Keyboard shortcuts

Press or to navigate between chapters

Press S or / to search in the book

Press ? to show this help

Press Esc to hide this help

Azure MANA (Microsoft Azure Network Adapter)

This is a provenance map for the MANA / GDMA wire logic in capos-lib/src/mana.rs: it cites the spec basis, summarizes only the wire-format subset the code actually implements, and points into the implementation by symbol name. It is not a re-spec.
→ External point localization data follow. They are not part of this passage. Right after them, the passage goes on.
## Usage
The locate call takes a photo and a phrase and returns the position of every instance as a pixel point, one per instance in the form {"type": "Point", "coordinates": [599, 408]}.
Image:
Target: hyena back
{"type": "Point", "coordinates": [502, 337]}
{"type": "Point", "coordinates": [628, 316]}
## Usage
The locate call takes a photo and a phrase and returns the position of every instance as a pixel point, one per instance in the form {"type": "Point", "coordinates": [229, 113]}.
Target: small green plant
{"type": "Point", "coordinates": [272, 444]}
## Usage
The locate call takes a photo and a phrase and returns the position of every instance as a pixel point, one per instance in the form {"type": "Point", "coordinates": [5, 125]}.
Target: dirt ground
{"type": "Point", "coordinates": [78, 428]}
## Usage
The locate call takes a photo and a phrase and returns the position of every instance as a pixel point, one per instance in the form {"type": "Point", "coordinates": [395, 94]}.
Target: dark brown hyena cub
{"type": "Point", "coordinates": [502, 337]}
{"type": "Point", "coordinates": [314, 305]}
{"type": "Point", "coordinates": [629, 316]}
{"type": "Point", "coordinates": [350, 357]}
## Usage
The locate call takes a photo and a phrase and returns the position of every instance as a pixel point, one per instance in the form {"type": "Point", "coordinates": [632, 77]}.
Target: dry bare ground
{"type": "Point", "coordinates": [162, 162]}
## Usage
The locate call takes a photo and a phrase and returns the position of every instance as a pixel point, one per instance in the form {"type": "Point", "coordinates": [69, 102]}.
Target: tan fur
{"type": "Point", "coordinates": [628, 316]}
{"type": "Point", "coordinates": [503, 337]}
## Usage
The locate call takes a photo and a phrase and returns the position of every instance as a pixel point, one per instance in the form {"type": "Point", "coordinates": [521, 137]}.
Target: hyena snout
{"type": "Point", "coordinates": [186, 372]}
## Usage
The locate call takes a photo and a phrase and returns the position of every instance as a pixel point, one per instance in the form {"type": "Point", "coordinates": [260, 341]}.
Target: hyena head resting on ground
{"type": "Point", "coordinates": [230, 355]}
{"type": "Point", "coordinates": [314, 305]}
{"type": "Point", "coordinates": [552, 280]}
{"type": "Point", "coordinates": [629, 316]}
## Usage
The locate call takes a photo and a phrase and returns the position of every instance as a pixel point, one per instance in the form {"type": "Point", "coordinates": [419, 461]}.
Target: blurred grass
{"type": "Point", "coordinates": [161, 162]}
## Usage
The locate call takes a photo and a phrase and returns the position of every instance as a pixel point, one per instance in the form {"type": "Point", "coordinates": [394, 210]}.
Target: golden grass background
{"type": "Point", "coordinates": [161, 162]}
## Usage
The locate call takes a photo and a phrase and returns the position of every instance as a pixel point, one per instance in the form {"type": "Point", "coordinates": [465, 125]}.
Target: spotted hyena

Maturity caveat. This page documents protocol encode/decode logic with a host-side conformance suite, not a bound driver. There is no MANA device in QEMU, so this logic is a deliberate QEMU-exception gated by cargo test-lib plus a warning-free cargo build --features qemu, not a make run-* smoke. End-to-end MANA bind / send / receive / teardown on real Azure hardware – including SR-IOV VF revocation with fallback-to-synthetic and DMA/MMIO/IRQ teardown – is future work (tracked as cloud-azure-mana-nic-live-proof), blocked until Azure access is provisioned. The ## 3. capOS mapping section below therefore describes the planned binding, not landed authority.

1. Spec basis

  • Device: Microsoft Azure Network Adapter (MANA), the modern Azure NIC for Dv5/Ev5 and later VM families. Exposed to the guest as a PCI SR-IOV Virtual Function. PCI vendor 0x1414 (Microsoft); device 0x00ba (VF, the guest-bound function) / 0x00b9 (PF). IDs at capos-lib/src/mana.rs (MANA_PCI_VENDOR_ID, MANA_VF_DEVICE_ID, MANA_PF_DEVICE_ID). The device is fronted by GDMA (Generic DMA), Microsoft’s queue/DMA abstraction; MANA is the network client riding on GDMA queues.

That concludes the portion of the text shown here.